Integrating hardware instancing into the render pipeline

Right now Panda 3D supports hardware instancing, but it is agnostic of the scene graph and thus of bounding volumes, culling, collisions and maybe something else.

I am exploring the options how to add a new “hardware instanced” render attribute to a node path and make the graphics pipeline respect it. If I understand correctly, it should be something like this:

  1. If the CullTraverser visits the same GeomNode with the “hardware instanced” attribute twice (either if it is a reference set by user, or a recursive traversal) or more, it shouldn’t add this Geom to the cull result, but rather store the instance ID and transform data in some kind of container.
  2. At the same time, GraphicsStateGuardian should somehow update the shader attribute with each node’s transofrm.
  3. GeomPipelineReader should read this data and make the GraphicStateGuardian dispatch a correct call (glDrawArraysInstanced or glDrawElementsInstanced, since OpenGL is a primary backend)
  4. Preferably, the ShaderGenerator should add an input with array of node transforms so the user could do without writing own shaders.
  5. Don’t know if it will work with the fixed pipeline, but I think it’s not important

Said all that, I have the following questions to the people who know how the render pipeline functions:

  1. Is my understanding is correct?
  2. How much work be needed for this?
  3. Does it worth implementing at all, or the performance bottleneck will be somewhere else? E.g. if we still traversing 1000 nodes and then drawing with 1 call, it will take more time than to draw instances in 1000 calls without scene graph traversing?

Ahhh. You’re on the right track.

The render state is comprised of a combination of things that require an OpenGL call (such as the cull face attribute, or a texture), and things that could possibly be looked up in an array in the shader (such as the material, transform, color). The cull traverser will need to be clever enough to realise which geoms it encounters could be an instance of an existing geom, and which ones can’t (because they require a GL state change).

(In the past, I’ve thought that perhaps the ShaderAttrib could have a bitmask of which attributes the shader is able to instance (eg. color, material, position), so that the CullTraverser can know which attributes to select for when considering when to instance.)

Without fundamentally rewriting the cull system, this means that the CullBin/CullResult needs to have some sort of a map, with the key being the Geom and the non-instanced part of the RenderState, and the value being a buffer containing a list of instances with all the instance-specific state. When the cull traverser finds a new Geom, it would then have to look up the geom+state in this map, and if found, it would update the corresponding instance list, or otherwise start a new one.

The big question is how good the performance will be. We won’t really know until we try. You’d be very welcome to experiment with it. The main bottleneck will likely be that the cull traverser is still looking at every individual Geom for as many times as it is instanced, and will have to do a map lookup and write to the instance table. The fact that it has to do this every frame, for every instance, on the fly, probably means there will still be overhead.

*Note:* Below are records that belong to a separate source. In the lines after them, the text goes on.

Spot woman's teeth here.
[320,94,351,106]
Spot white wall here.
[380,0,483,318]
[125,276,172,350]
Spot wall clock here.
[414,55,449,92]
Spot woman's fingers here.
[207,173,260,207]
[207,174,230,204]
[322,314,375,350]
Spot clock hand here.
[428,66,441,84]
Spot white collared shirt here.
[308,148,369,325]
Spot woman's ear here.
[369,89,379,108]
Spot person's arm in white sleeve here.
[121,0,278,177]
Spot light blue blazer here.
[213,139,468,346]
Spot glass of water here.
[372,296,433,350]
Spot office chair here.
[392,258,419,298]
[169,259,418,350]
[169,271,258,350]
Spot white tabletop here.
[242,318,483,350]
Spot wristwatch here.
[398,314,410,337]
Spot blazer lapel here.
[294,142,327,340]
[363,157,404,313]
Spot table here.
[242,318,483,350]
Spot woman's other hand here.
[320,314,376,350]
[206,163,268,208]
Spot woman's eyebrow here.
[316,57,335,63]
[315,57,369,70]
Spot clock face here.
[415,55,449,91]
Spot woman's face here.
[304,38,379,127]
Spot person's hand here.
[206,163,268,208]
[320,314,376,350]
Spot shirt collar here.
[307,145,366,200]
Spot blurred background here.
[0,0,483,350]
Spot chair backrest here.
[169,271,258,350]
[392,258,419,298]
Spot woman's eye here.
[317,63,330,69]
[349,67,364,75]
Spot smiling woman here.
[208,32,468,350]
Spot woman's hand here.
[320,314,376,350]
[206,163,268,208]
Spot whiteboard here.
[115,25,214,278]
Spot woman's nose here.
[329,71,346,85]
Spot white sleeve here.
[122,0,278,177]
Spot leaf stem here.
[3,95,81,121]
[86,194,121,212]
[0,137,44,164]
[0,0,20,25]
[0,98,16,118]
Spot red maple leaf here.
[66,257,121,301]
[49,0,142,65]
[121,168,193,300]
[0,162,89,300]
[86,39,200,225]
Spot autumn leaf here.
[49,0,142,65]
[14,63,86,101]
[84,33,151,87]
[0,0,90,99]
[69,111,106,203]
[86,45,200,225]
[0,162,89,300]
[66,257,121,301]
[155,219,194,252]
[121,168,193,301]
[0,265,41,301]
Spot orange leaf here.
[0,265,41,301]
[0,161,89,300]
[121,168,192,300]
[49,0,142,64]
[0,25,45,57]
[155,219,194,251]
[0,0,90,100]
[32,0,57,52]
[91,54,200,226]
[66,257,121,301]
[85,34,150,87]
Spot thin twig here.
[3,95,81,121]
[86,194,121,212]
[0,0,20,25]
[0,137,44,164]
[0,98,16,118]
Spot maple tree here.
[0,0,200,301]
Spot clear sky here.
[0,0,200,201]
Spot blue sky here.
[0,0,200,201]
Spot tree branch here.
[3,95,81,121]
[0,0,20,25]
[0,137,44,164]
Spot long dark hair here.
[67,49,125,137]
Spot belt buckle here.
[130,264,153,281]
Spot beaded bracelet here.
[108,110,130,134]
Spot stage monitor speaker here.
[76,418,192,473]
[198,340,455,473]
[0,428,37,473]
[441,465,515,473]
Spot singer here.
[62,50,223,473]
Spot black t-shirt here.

@CFSworks and I have been talking about a way we can perhaps rewrite the cull system so that it is persistent; the culled list of objects would be made once and then updated only when that specific part of the scene graph is updated. This would probably go a long way to mitigate the above bottleneck, by not having to create and fill an instance list every frame.


In the meantime, I have been working on an alternative way to do HW instancing. On the instancing branch on GitHub, I have a working InstancedNode, which is a node that stores an InstanceList (really an array of transforms) entered by the user. It culls the entries of the InstanceList and then passes it down the scene graph, and every geom encountered below it gets this instance list passed to its shader.

It is obviously a much less automagical and less flexible way of doing instancing than what you are proposing, but until we implement that, I wanted to have a simple way of having instancing that worked with culling. And, an advantage is that it doesn’t require the cull traverser to re-traverse the nodes for every single instance.

If you want to try it, an example script is available here.

Thank you for such a detailed answer, I will explore both options: try your solution and continue to study the source to understand how to fit HW instancing without rewriting the whole pipeline. I am far from writing the code that actually will work, but I think it would be cool to let the user just draw a lot of meshes by just adding a single render attribute.

Good to know I am on the right track. I was thinking I have written something stupid, but I am glad I got at least some of the things right.